And so, of course, It doesn’t mean we can’t or shouldn’t push back against The Way Things Are and reclaim as much of space, peace and other valuable things as we can, but it does mean that doing so takes energy too - we are not pushing at an open door - and that, regrettably, we have to accept some of it as another inescapable new normal. And not feel bad when we can’t manage as much of the hallucinating at tree slices as we’d like or think we should.
This Week’s Books
So, as discussed, I’ve had a great week.
I read – yomped through, really, in as close to single sittings as it is possible to get these days – the following:
The Housewife by Natalie Barelli - so much fun, so well worked out and with a genuinely off-kilter heroine, which is so hard to do. Now keen to read her others and she seems pretty prolific, so colour me happy. Love a new discovery with a back catalogue. Takes me back to that heady day when I discovered that Enid Blyton had written slightly more than than the three Secret Sevens my parents’ friend Bunny had passed along from her grown up sons’ collection.

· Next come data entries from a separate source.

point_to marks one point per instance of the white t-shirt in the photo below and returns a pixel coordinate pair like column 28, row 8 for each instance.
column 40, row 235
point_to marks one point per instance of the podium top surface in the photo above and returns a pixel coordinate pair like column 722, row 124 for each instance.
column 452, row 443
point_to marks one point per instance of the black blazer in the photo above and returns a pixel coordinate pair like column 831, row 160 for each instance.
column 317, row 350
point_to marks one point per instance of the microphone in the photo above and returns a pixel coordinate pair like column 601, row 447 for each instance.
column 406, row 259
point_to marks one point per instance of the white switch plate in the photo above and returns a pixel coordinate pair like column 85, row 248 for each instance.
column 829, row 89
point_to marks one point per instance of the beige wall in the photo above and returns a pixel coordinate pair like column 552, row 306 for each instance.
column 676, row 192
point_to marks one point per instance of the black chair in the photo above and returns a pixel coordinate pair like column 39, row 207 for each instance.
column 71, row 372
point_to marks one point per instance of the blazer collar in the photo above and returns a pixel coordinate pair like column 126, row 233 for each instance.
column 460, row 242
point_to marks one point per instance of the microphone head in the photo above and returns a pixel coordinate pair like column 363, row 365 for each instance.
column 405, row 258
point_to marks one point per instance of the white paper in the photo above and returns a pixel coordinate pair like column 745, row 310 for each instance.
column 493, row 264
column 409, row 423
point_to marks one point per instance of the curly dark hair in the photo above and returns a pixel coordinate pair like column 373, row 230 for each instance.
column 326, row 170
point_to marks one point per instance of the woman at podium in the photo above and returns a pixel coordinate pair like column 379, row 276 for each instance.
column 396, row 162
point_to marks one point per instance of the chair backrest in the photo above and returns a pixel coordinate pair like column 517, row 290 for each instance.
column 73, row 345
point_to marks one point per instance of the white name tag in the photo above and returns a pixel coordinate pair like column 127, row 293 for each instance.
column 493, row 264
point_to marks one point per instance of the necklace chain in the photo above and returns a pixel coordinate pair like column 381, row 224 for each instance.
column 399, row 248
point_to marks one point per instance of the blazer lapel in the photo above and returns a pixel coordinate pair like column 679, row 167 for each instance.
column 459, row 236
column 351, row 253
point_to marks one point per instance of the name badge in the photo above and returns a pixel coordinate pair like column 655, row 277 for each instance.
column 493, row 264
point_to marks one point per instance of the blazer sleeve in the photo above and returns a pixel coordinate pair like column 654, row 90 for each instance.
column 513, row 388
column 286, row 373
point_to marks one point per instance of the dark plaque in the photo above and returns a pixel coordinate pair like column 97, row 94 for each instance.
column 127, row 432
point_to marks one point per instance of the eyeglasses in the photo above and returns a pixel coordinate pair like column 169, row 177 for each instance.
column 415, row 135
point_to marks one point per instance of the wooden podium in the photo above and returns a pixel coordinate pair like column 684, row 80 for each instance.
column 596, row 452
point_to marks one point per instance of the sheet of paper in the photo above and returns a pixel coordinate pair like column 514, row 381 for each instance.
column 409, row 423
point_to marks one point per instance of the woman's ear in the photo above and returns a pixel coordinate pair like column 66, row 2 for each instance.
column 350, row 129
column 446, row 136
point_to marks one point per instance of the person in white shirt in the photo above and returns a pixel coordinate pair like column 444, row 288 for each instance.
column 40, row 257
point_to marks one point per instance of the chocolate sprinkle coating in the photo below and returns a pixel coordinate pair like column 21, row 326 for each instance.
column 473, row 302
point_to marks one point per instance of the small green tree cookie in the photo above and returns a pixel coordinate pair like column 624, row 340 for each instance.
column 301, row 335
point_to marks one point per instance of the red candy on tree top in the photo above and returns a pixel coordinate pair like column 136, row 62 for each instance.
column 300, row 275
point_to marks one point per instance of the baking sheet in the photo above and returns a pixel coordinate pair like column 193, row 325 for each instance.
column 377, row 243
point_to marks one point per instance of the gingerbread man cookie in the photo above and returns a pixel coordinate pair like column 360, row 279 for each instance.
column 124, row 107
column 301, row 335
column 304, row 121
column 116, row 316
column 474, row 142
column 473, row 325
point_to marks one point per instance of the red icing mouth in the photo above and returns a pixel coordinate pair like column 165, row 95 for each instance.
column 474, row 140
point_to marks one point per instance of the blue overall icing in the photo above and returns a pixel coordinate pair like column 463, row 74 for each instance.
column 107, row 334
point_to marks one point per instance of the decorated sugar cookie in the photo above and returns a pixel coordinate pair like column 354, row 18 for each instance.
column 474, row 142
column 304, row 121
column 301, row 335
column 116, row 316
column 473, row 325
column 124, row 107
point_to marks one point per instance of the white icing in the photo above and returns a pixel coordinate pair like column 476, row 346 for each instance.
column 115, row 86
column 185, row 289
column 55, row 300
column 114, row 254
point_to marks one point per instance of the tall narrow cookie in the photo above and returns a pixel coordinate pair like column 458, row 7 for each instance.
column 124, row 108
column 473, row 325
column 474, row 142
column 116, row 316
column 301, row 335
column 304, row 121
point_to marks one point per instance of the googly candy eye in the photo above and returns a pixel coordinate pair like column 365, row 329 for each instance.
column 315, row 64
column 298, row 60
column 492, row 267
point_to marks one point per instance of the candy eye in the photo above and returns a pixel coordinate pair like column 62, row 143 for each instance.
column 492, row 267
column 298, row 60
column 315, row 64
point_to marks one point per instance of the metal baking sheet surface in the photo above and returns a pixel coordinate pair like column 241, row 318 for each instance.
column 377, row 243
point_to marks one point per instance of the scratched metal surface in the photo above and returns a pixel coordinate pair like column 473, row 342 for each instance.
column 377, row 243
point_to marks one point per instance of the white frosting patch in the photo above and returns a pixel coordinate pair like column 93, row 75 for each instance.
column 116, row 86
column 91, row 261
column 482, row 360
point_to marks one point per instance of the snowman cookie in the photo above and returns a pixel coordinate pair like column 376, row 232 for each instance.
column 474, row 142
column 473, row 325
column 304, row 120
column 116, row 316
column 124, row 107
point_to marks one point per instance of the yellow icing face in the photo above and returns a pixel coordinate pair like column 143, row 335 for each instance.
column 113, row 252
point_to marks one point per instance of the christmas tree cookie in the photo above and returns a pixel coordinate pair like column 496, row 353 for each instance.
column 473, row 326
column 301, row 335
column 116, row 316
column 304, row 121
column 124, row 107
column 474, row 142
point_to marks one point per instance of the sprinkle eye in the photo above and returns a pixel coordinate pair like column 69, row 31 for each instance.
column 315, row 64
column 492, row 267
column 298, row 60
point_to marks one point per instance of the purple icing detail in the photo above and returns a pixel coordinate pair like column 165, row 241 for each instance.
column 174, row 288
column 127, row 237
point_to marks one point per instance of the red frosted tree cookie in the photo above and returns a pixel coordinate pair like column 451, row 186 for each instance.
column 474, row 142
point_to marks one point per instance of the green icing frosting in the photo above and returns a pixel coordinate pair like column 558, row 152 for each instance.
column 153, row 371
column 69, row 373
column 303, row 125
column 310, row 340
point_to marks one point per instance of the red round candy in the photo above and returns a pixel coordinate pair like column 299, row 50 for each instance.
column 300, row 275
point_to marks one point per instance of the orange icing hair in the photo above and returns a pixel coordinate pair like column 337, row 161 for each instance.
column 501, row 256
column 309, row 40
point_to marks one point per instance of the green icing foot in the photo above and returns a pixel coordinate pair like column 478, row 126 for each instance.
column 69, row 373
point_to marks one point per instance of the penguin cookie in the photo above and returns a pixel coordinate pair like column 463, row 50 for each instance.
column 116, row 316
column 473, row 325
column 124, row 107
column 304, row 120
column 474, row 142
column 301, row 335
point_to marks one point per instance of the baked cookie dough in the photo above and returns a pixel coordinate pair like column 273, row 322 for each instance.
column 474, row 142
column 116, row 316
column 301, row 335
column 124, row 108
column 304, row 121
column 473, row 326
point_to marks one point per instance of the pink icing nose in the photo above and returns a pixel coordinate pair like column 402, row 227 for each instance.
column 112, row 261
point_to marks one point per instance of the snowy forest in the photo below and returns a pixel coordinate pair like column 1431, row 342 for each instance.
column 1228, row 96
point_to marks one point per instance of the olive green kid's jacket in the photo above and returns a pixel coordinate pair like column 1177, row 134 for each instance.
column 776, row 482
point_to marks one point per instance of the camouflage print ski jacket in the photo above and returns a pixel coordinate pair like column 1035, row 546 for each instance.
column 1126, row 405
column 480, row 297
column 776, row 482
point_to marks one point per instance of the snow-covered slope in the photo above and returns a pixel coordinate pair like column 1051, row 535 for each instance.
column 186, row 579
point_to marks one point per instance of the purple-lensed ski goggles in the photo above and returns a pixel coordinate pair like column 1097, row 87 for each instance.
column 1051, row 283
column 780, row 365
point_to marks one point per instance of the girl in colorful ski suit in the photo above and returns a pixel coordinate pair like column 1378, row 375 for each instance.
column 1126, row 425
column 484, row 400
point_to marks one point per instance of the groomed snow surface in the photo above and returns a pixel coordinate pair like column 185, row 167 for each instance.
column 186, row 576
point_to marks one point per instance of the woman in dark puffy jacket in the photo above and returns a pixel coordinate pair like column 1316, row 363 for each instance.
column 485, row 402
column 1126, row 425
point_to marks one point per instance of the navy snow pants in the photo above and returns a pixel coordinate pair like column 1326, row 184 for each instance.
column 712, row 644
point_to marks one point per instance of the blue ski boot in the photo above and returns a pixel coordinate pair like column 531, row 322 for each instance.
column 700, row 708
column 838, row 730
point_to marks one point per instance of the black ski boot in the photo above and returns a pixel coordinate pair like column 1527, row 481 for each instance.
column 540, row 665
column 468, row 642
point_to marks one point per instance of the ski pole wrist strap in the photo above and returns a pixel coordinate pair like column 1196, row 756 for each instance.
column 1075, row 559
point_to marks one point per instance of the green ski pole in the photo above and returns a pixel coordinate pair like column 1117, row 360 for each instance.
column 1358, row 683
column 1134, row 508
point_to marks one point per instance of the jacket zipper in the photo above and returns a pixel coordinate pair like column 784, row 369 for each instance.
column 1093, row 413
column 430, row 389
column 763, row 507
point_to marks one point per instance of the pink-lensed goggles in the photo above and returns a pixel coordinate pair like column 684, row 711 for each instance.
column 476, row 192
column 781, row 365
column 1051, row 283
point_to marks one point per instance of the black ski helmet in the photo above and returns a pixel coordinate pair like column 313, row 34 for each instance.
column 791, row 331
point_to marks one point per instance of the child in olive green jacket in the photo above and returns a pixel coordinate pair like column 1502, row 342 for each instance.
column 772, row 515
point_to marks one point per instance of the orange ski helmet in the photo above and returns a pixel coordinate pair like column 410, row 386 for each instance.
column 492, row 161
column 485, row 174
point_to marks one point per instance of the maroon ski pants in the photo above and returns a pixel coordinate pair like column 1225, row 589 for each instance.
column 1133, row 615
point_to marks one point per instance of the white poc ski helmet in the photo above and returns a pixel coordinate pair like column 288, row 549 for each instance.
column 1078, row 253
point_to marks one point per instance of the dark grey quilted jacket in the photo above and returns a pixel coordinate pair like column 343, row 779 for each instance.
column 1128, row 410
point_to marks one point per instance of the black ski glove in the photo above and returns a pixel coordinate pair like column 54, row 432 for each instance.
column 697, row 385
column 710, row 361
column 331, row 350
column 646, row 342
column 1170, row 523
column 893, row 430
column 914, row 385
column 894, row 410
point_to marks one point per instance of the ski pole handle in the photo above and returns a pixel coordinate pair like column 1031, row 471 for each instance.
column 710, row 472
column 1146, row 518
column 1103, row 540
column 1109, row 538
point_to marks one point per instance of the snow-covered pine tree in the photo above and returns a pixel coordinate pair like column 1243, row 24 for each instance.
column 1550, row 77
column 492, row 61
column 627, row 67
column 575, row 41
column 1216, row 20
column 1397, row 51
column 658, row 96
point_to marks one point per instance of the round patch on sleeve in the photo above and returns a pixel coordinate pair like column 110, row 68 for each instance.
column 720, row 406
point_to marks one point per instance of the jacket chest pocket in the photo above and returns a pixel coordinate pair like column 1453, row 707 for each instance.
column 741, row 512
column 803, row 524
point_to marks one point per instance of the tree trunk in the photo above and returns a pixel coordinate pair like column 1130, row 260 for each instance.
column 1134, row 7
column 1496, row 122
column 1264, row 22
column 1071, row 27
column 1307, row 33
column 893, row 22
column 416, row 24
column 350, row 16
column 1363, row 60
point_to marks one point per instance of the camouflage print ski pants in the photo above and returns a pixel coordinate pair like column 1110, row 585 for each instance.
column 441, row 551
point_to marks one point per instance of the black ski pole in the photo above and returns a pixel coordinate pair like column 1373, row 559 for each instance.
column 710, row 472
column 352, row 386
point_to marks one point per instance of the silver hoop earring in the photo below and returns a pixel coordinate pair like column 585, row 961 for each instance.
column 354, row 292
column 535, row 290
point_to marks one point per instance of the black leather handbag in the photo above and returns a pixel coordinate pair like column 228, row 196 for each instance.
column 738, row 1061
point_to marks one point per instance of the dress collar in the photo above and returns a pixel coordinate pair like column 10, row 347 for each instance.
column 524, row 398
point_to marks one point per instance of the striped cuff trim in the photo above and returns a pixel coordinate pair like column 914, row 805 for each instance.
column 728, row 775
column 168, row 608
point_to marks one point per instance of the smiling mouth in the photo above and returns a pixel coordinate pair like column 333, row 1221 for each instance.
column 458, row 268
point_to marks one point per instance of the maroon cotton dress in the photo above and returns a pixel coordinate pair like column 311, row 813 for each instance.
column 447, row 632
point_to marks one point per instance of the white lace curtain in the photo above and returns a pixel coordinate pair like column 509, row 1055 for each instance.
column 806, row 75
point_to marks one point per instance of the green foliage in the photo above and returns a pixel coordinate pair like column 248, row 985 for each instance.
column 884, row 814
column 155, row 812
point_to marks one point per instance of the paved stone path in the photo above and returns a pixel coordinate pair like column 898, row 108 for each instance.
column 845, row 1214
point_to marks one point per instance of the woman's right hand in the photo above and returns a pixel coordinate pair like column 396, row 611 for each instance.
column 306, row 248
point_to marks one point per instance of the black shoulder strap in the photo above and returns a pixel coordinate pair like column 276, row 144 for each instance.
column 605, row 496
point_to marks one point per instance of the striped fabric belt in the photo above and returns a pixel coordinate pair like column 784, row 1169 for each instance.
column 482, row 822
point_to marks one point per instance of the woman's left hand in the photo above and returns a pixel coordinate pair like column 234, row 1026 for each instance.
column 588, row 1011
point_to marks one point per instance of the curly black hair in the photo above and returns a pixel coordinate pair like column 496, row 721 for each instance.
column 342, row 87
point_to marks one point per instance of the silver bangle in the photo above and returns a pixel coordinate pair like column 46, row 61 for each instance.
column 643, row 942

Everyone is Lying to You by Jo Piazza - trad wife thriller. Terrific. Now eager to read Techbitch
Her Beautiful Life by Brianna Labuskeses - another trad wife thriller, not quite as terrific but I still really enjoyed.
And then polished off:
Holly Seddon's Try Not to BreatheHolly Seddon’s Try Not to Breathe (I’m now halfway through her Don't Close Your Eyes)
I’ve started Lost Lambs by Madeline Cash because everyone’s been telling me to for ages and I now find myself in the right mood (maybe it’s just the Easter connection in the title and I’m about to come a cropper – we’ll see)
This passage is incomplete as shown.